Este organismo internacional incurre en contradicción con esta decisión, al haber proclamado, en diciembre de 2020, la “Década del Envejecimiento Saludable (2021-2030)”, en consonancia con su propia:

“Estrategia Mundial Sobre el Envejecimiento y la Salud”;

con los “Planes de Acción Internacional de las Naciones Unidas para el Envejecimiento”

y con los “Objetivos de Desarrollo Sostenible de la Agenda 2030 de las Naciones Unidas”.

Categorizar a los mayores como enfermos lleva, entre otras cosas, a reforzar la discriminación contra el colectivo adulto.

Implica desconocer que la vejez es una etapa vital que de ninguna manera conlleva la enfermedad de un modo diferente al que se presenta en otras etapas de la vida, incluyendo el período prenatal.

Desde un enfoque de derechos humanos, la vida humana tiene un valor intrínseco.

Las políticas en materia de salud, deben orientarse a fortalecer los mejores recursos físicos y biológicos de cada persona.

Tambien a la prevención de los daños y a la asistencia en caso de que estos se produzcan.

Debe garantizar con ello un desarrollo humano pleno, a lo largo de todas las etapas vitales. El eje del diseño de esas políticas públicas debe ser puesto en sus aspectos físico, psicológico, cultural, social, ambiental y espiritual.

Esta decisión se encuentra claramente alejada de esa mirada.

Hay mucho camino recorrido en términos de reconocimiento de derechos de los mayores.

Estos han sido plasmados en la Convención Interamericana sobre la Protección de los Derechos Humanos de las Personas Mayores, que la OMS parece ignorar o desconocer

Allí se define a la vejez como un proceso gradual que se desarrolla durante el curso de la vida.

Esto conlleva cambios biológicos, fisiológicos, psicosociales y funcionales de variadas consecuencias.

Genera interacciones dinámicas y permanentes entre el sujeto y su medio, sin que estas alteraciones constituyan por sí mismas una enfermedad.

Se establece el deber de erradicar los viejismos, entre los cuales se encuentra la asociación acrítica de la vejez como enfermedad.

El ser humano, en todas las etapas de la vida, está en permanente cambio personal, transformando simultáneamente el medio social, en adaptación creciente y en dirección evolutiva.
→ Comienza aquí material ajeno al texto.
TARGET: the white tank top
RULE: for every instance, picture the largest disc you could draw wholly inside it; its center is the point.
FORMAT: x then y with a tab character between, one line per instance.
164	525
Ese es el horizonte, y bajo ninguna circunstancia resulta aceptable que esa dirección pueda ser desvirtuada merced al forzamiento de conceptualizaciones o clasificaciones que impliquen   considerar a la vejez como un proceso patológico.

El Instituto Humanizar suma su voz en defensa de la vigencia efectiva de los derechos de las personas mayores.